4. LD fusion and fission
4.1. LD fusion
LDs can undergo fusion via two separate mechanisms. During the differentiation of adipocytes, many small LDs combine to form one large LD (Gao et al., 2017). The resulting LD occupies much of the volume of the adipocyte, and allows for efficient lipid storage by minimizing the surface area to volume ratio of the hydrophobic neutral lipids. This type of fusion occurs by Ostwald ripening, in which lipids are transferred from the smaller to larger LD by diffusion (Thiam et al., 2013). The close apposition of LDs for lipid transfer is mediated by the CIDE family of proteins, including CIDEC/Fsp27 (Gong et al., 2011; Jambunathan et al., 2011; Sun et al., 2013). It is also possible for two LDs to merge via coalescence. Coalescence involves the fusion of two LDs without directional transfer from the smaller to larger LD (Thiam et al., 2013). Usually, the surfactant properties of the phospholipids on the LD surface prevent LD fusion. In cases where the phospholipid composition is altered and surface tension reduced, LDs spontaneously merge (Guo et al., 2008; Krahmer et al., 2011). LDs can also coalesce in response to a number of pharmacological agents (Murphy et al., 2010). Thus, LD coalescence is likely to be important for various pathophysiological conditions, but it is not clear whether this type of LD fusion occurs during normal physiological processes.
4.2. LD fission
LD fission has also been reported. In the yeast Schizosaccharomyces pombe, LD fission was observed by videomicroscopy using stringent criteria to avoid mistakenly scoring the dispersion of two pre-existing LDs as a fission event (Long et al., 2012). In addition, electron microscopy showed “dumbbell”-shaped LDs, which may represent a transition state during LD fission (Long et al., 2012). LD fission may also occur in mammalian cells. LD fragmentation was initially reported in response to PKA activation/lipolysis in 3T3-L1 adipocytes (Marcinkiewicz et al., 2006). However, subsequent studies have suggested that the appearance of “micro-LDs” during lipolysis represents release of fatty acids from large LDs, followed by biogenesis of new small LDs, rather than LD fission (Hashimoto et al., 2012; Paar et al., 2012). These micro-LDs aid in lipolysis by increasing the total surface area to volume ratio of LDs in the cell, and therefore allowing cytoplasmic lipases greater access to triglycerides stored within LDs (Hashimoto et al., 2012). A recent study showed that the formation of micro-LDs in adipocytes depends on DGAT1, and also plays a role in protecting the ER from lipotoxic stress (Chitraju et al., 2017). LD remodeling clearly has important consequences for lipid metabolism, however it remains unclear whether true LD fission occurs in mammalian cells.
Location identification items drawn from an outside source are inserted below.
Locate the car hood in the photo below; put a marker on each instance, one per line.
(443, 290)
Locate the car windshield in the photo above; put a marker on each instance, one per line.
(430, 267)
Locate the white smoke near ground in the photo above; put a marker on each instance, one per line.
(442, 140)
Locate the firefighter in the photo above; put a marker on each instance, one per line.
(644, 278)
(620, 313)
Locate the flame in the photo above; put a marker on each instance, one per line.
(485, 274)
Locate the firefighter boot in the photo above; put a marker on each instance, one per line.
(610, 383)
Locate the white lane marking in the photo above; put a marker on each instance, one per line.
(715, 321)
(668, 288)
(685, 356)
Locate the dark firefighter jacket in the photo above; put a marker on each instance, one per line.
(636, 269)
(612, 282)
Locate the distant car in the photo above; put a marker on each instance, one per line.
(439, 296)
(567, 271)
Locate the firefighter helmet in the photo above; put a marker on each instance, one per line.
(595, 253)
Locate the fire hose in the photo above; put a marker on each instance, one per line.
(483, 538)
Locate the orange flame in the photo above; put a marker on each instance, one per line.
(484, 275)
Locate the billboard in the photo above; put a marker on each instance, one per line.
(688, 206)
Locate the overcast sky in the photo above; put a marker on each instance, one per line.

4.3. LD fusion-fission compared to mitochondrial fusion-fission
Mitochondria are dynamic organelles that constantly undergo fusion and fission. The machinery for these dynamics is relatively well characterized. Mitochondrial fusion is mediated by the mitofusins Mfn1 and Mfn2 on the outer mitochondrial membrane and Opa1 on the inner mitochondrial membrane, while mitochondrial fission is mediated by Drp1 and other members of the dynamin family of large GTPases (Lee et al., 2016; Pernas and Scorrano, 2016). Mitochondrial fission involves the ER wrapping around mitochondria at sites of constriction (Friedman et al., 2011). Inverted formin 2 on the ER and Spire1C on mitochondria interact at ER-mitochondria contact sites to nucleate actin assembly, which in turn plays a role in the recruitment of Drp1 to the outer mitochondrial membrane (Korobova et al., 2013; Manor et al., 2015). Actin polymerization at ER-mitochondria contact sites also stimulates a rise in mitochondrial matrix calcium, activating inner mitochondrial membrane constriction (Chakrabarti et al., 2017).
It is not yet clear whether LD fusion and/or fission use similar mechanisms to those used by mitochondria. Mitochondria are surrounded by two membrane bilayers, while LDs are surrounded by a phospholipid monolayer. Thus, there will certainly be differences between how mitochondrial fusion/fission and LD fusion/fission are achieved. For example, mitofusins are transmembrane proteins that have been proposed to span the mitochondrial outer membrane, with the C-terminus residing in the mitochondrial intermembrane space (Mattie et al., 2017). Any proteins involved in LD fusion must necessarily have a different topology from mitofusins, since they reside in a phospholipid monolayer. However, mitochondrial and LD fusion/fission may share some similar features. Recently, it was reported that non-muscle myosin IIa (NMIIA) and formin-like 1 nucleate actin assembly at LD-LD contact sites (Pfisterer et al., 2017). Interestingly, NMIIA depletion resulted in larger LDs (Pfisterer et al., 2017). The authors propose that actin at LD-LD contact sites prevents LD coalescence rather than actively promoting LD fission, yet the parallel with mitochondrial fission is intriguing.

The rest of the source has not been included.